Before the 1970s then, the needs and perspectives of community members rarely received much attention from federal agencies – that is unless the affected individuals were especially wealthy or politically influential. Indigenous peoples, African Americans, Latino/as, and Asian Americans were especially subject to such treatment. Indeed, the contemporary public lands infrastructure in the U.S. is a product of Indigenous dispossession. Significantly, Conserving and Restoring America the Beautiful does discuss this often times violent history and prioritizes Tribal sovereignty as one of its key values, stating clearly, “Efforts to conserve and restore America’s lands and waters must involve regular, meaningful, and robust consultation with Tribal Nations. These efforts must respect and honor Tribal sovereignty, treaty and subsistence rights, and freedom of religious practices.” (14)
Based on history then, achieving the collaboration goals set forward in Conserving and Restoring America the Beautiful will be a challenge. But history, especially the recent past, also offers some promising lessons – ones that can hopefully inform the 30 x 30 campaign. Federal agencies have been experimenting with more cooperative approaches for several decades, at sites as varied as Cape Cod National Seashore and Bears Ears National Monument. The Living Landscape Observer has highlighted many of these efforts, especially those that acknowledge the central importance of lived-in landscapes to conservation practice. Here are three models we have profiled that are well worth another look by the Biden administration.
1) The Indigenous Cultural Landscapes (ICL) initiative – In an article on Presquile National Wildlife Refuge from 2012, Deanna Beacham wrote that the ICL idea was “…Developed as part of the planning for the Captain John Smith Chesapeake National Historic Trail, the concept is intended to represent large landscapes from the perspective of American Indian nations at the time of their first contact with Europeans. These landscapes comprise the cultural and natural resources that would have supported the historic lifestyles and settlement patterns of an Indian group in their totality. The concept attempts to demonstrate that American Indian places were not confined to the sites of houses, towns, or settlements, and that the American Indian view of one’s homeland is holistic rather than compartmentalized into the discrete site elements typically used in our language today such as ‘hunting grounds’, ‘villages’, or ‘sacred sites.’” One place where this innovative approach (which Beacham played a critical role in developing) is being implemented is along the Rappahannock River. Joe McCauley described the early period of the project in this 2016 piece, including the central role of the Rappahannock Tribe. More information is available here.
2) Landscape Conservation Cooperatives (LCC) – Launched in 2009 by a Department of Interior Secretarial Order, the LCCs represented a major cooperative effort to bridge jurisdictional boundaries within the Department of the Interior as well as with other federal, state, and Tribal agencies and private landowners. The LCCs consisted of 22 individual, self-directed conservation areas that covered all of the U.S. including islands, and parts of Canada, Mexico and Pacific Islands. Brenda Barrett wrote about the LCC’s here. The Trump Administration ended the program, but its lessons could prove vital to the 30 x 30 initiative – and recent news reports note a revival of the effort, in some shape or form, is possible.

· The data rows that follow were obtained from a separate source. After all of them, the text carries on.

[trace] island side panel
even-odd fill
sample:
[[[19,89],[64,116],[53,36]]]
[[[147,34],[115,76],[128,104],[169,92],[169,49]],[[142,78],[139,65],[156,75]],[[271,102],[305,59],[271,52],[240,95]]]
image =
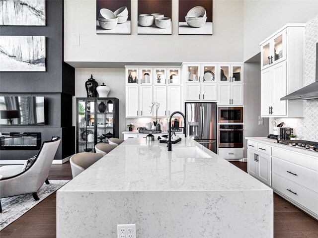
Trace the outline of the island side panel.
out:
[[[269,188],[243,191],[58,191],[57,237],[117,237],[117,224],[135,223],[138,238],[267,238],[273,236],[273,199]]]

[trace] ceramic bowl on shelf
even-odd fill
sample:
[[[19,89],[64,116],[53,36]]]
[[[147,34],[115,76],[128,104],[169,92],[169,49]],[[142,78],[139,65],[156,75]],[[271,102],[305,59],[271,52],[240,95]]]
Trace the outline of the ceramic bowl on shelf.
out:
[[[99,11],[98,18],[101,19],[114,19],[117,17],[110,10],[107,8],[101,8]]]
[[[118,22],[118,18],[116,18],[115,20],[109,21],[98,21],[99,26],[100,26],[102,28],[105,30],[111,30],[112,29],[114,29],[116,27],[116,26],[117,26]]]
[[[207,16],[207,12],[205,8],[201,6],[195,6],[187,13],[186,16],[192,17],[205,17]]]
[[[155,22],[157,27],[166,28],[171,25],[171,19],[170,17],[157,17],[155,19]]]
[[[127,15],[126,16],[117,16],[117,18],[118,18],[118,24],[124,23],[127,21],[128,15]]]
[[[207,21],[207,17],[185,17],[185,22],[192,27],[201,27]]]
[[[126,6],[122,6],[114,12],[116,16],[126,16],[128,15],[128,10]]]
[[[154,24],[154,16],[150,14],[141,14],[138,16],[138,23],[141,26],[150,26]]]
[[[152,13],[152,15],[154,16],[154,20],[156,21],[156,18],[157,17],[163,17],[164,15],[161,13]]]

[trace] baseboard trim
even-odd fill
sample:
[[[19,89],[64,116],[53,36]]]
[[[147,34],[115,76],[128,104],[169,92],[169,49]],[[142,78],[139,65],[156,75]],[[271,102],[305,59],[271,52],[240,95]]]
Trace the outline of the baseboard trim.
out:
[[[63,160],[53,160],[52,165],[62,165],[70,160],[71,156],[69,156]],[[23,165],[25,163],[25,160],[0,160],[0,165]]]

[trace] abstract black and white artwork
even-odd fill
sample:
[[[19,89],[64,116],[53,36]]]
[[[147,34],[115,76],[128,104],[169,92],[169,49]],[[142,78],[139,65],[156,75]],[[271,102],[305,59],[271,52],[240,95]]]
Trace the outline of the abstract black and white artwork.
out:
[[[45,71],[45,37],[0,36],[0,71]]]
[[[45,0],[0,0],[0,25],[45,26]]]

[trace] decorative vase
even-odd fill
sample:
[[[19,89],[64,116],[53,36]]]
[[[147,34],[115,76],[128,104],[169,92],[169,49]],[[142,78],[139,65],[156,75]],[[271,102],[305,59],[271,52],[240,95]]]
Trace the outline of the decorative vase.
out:
[[[87,98],[96,98],[97,96],[96,88],[98,86],[95,79],[93,78],[93,75],[90,75],[90,78],[85,82],[85,87],[87,94]]]
[[[97,90],[100,98],[107,98],[108,97],[108,93],[110,91],[110,88],[103,83],[101,85],[97,87],[96,90]]]
[[[100,113],[104,113],[105,112],[105,103],[104,102],[102,102],[99,104],[98,104],[98,111]]]
[[[129,72],[129,75],[128,75],[128,83],[133,83],[133,76],[131,76],[131,72]]]

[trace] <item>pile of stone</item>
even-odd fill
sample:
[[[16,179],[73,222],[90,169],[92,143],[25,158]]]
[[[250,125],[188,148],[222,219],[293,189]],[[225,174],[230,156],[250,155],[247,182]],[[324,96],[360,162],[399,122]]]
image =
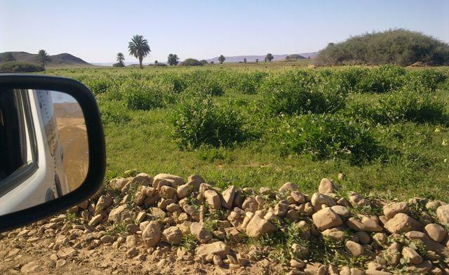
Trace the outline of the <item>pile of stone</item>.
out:
[[[113,179],[67,213],[40,222],[37,232],[55,236],[55,250],[112,246],[142,260],[177,247],[177,260],[231,269],[257,262],[292,274],[449,274],[449,204],[420,199],[386,203],[354,192],[344,198],[327,178],[318,191],[303,194],[292,182],[278,191],[222,190],[199,175],[185,182],[135,172]],[[307,241],[290,244],[284,262],[270,257],[274,247],[241,244],[276,234],[286,224],[305,241],[337,244],[347,262],[315,261]]]

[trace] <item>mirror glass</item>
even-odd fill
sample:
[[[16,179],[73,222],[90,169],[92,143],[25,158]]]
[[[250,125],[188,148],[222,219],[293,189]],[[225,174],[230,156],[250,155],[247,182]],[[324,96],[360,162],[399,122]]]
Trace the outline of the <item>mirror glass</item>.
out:
[[[86,123],[63,91],[0,90],[0,215],[64,196],[88,168]]]

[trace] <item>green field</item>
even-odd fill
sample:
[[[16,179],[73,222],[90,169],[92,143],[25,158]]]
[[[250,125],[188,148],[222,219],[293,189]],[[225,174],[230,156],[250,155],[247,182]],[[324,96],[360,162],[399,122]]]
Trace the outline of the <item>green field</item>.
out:
[[[449,69],[293,63],[48,70],[102,116],[107,180],[135,168],[217,186],[449,197]],[[338,180],[342,173],[345,178]]]

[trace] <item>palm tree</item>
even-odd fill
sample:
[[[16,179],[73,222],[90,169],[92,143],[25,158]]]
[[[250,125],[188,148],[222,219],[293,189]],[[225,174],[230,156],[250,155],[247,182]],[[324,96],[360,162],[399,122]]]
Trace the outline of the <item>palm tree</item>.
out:
[[[45,68],[45,65],[47,65],[48,62],[51,62],[51,58],[50,58],[50,55],[47,53],[45,50],[40,50],[37,53],[37,57],[42,63],[42,67]]]
[[[119,62],[119,63],[123,65],[123,61],[125,61],[125,55],[123,55],[123,54],[121,53],[117,53],[116,60]]]
[[[147,39],[144,39],[142,35],[136,34],[133,36],[131,41],[128,44],[128,48],[129,50],[129,54],[139,60],[140,69],[143,69],[143,67],[142,67],[142,60],[151,52]]]

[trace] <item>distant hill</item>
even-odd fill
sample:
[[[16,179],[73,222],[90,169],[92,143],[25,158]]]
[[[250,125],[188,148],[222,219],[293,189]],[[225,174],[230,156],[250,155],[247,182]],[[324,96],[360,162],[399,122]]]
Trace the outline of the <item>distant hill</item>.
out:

3) National Heritage Areas (NHA) – There are 55 NHAs across the country, ranging in size from downtown historic districts to multi-state corridors. Management varies significantly across NHAs as does interpretive foci and staffing. What unites the approach – and why it is important for 30 x 30 – is the emphasis on cooperation, partnerships, and planning. NHAs, with a few exceptions, do not own land and have no regulatory authority. They instead serve as a platform for storytelling, community development, and capacity building. One recent development for NHAs is a bill to create program legislation.